Japan, seen as a focus of China's massive display of military might, has said it is disappointed that there was no sign of rapprochement from Chinese President Xi Jinping in his speech to mark Japan's defeat in World War II.
"Tokyo had requested that Beijing make sure that the event was not so anti-Japanese, but instead contain elements of rapprochement between Japan and China," Chief Cabinet Secretary Yoshihide Suga told reporters. "It was disappointing that such elements were not in President Xi Jinping's speech today."
China yesterday held an impressive parade of its latest weapons, a day after the 70th anniversary of Japan's formal surrender.

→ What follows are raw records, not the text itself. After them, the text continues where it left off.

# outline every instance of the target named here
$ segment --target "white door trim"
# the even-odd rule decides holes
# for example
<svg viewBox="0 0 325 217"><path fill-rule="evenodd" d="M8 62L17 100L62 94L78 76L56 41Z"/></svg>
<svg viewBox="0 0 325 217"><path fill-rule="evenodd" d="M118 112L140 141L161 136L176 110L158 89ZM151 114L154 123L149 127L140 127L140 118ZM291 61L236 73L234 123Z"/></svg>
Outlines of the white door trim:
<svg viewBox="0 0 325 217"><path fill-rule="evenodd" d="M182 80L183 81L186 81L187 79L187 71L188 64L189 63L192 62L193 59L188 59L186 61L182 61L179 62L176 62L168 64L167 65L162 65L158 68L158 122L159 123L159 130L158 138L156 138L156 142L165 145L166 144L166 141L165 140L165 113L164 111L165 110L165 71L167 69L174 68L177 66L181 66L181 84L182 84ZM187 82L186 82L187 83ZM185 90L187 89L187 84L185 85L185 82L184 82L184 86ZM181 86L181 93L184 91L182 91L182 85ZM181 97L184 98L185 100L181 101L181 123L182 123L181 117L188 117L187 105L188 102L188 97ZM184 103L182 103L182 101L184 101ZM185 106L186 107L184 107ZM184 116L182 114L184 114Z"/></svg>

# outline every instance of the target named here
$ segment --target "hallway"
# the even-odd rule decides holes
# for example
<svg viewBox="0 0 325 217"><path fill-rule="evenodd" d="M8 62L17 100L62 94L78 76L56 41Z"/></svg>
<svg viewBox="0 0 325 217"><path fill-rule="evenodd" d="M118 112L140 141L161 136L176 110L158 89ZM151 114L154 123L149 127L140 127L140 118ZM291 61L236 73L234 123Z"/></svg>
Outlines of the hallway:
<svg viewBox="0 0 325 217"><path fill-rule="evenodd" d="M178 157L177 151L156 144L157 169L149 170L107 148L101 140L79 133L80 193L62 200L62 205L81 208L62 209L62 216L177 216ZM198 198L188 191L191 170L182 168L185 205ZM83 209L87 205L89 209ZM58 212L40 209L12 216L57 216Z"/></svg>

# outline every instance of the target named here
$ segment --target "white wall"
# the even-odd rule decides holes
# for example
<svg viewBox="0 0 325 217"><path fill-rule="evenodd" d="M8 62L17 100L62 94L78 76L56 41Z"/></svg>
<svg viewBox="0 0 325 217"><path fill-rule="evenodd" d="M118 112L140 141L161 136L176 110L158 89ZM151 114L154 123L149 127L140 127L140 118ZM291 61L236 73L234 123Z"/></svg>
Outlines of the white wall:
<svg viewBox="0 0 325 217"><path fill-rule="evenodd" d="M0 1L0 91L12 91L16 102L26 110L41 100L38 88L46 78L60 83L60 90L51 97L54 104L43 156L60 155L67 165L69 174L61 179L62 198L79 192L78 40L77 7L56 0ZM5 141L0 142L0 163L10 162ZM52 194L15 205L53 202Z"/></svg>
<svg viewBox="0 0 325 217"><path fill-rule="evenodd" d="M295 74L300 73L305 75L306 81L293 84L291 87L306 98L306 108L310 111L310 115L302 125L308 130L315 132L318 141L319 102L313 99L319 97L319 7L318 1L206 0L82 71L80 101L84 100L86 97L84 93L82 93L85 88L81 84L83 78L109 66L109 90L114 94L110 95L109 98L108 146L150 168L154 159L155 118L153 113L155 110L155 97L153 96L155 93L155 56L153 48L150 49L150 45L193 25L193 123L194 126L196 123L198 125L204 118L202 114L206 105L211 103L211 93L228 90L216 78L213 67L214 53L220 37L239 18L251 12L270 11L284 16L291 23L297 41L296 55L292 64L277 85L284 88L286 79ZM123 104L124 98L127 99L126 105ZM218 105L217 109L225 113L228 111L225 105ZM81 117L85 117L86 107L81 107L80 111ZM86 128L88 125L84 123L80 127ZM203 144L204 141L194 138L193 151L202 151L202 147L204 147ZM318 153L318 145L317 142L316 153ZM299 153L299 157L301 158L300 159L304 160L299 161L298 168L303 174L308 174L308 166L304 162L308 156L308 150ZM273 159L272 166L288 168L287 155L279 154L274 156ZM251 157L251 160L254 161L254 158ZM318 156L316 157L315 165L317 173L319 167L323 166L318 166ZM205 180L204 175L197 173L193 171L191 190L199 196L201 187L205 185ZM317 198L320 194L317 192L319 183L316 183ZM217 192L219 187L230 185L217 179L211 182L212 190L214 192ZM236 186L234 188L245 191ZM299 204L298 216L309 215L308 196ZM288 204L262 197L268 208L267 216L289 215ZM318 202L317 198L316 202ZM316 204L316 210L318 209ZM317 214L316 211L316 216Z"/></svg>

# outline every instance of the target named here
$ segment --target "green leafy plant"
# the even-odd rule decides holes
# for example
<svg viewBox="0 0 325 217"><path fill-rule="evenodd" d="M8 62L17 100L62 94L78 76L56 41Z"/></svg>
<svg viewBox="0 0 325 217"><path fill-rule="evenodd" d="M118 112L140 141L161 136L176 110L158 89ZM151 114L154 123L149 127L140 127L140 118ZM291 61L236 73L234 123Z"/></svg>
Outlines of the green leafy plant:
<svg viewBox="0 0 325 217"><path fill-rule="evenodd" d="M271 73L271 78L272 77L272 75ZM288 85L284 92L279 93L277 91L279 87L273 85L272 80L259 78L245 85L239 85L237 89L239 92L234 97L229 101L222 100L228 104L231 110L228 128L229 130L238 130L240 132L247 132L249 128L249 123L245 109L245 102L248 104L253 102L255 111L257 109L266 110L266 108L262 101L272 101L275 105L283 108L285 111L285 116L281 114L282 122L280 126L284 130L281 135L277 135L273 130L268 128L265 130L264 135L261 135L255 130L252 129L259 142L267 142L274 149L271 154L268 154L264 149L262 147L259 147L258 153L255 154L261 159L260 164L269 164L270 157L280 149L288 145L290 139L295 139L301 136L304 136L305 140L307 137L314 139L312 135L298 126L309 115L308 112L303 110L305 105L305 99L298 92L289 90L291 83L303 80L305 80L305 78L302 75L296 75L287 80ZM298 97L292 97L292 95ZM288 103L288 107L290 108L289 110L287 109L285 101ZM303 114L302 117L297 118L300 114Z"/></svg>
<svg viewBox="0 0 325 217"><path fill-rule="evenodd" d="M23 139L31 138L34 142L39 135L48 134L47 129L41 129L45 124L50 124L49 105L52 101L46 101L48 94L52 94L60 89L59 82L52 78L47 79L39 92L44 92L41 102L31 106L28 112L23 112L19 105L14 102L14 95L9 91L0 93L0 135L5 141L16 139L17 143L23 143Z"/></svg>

Mr Xi also announced a troop cut of 300,000 which, while some note is a deft touch, given the anxiety in the region over its growing military might, is seen as part of the People's Liberation Army's (PLA) modernisation process rather than disarmament.
"You cut numbers to make it (the military) more modern, weapons-oriented and high-tech," observed Dr C. Raja Mohan of Indian think-tank Observer Research Foundation. Professor Srikanth Kondapalli of Jawaharlal Nehru University said "for India, the PLA modernisation is a concern", not least because the two sides have an unresolved territorial dispute.
For countries like the Philippines and Vietnam, with competing territorial claims with China in the South China Sea, that display of might would be worrying too.
Manila-based defence analyst Richard Javad Heydarian said the PLA "poses an even more lethal threat to the United States, Japan and their allies, including the Philippines, with its anti-access, area- denial weapons like the carrier- killer DF-21D missile". Said Vietnamese analyst Le Hong Hiep: "If China moves to upgrade its naval capacity, then it would be something that worries Vietnam."
Still, China's close neighbour South Korea is "not particularly concerned about China's military power, in that we don't think China would use it against us", said Dr Lee Jae Hyon of the Seoul-based Asan Institute for Policy Studies.
For the US, the dominant power in the region, China's show of might is significant. "The implication for the US and our partners is to be less eager to think of China as a 'rising' military power, and rather treat it as a military power that has risen to the global stage," said analyst Lauren Dickey of the Council on Foreign Relations.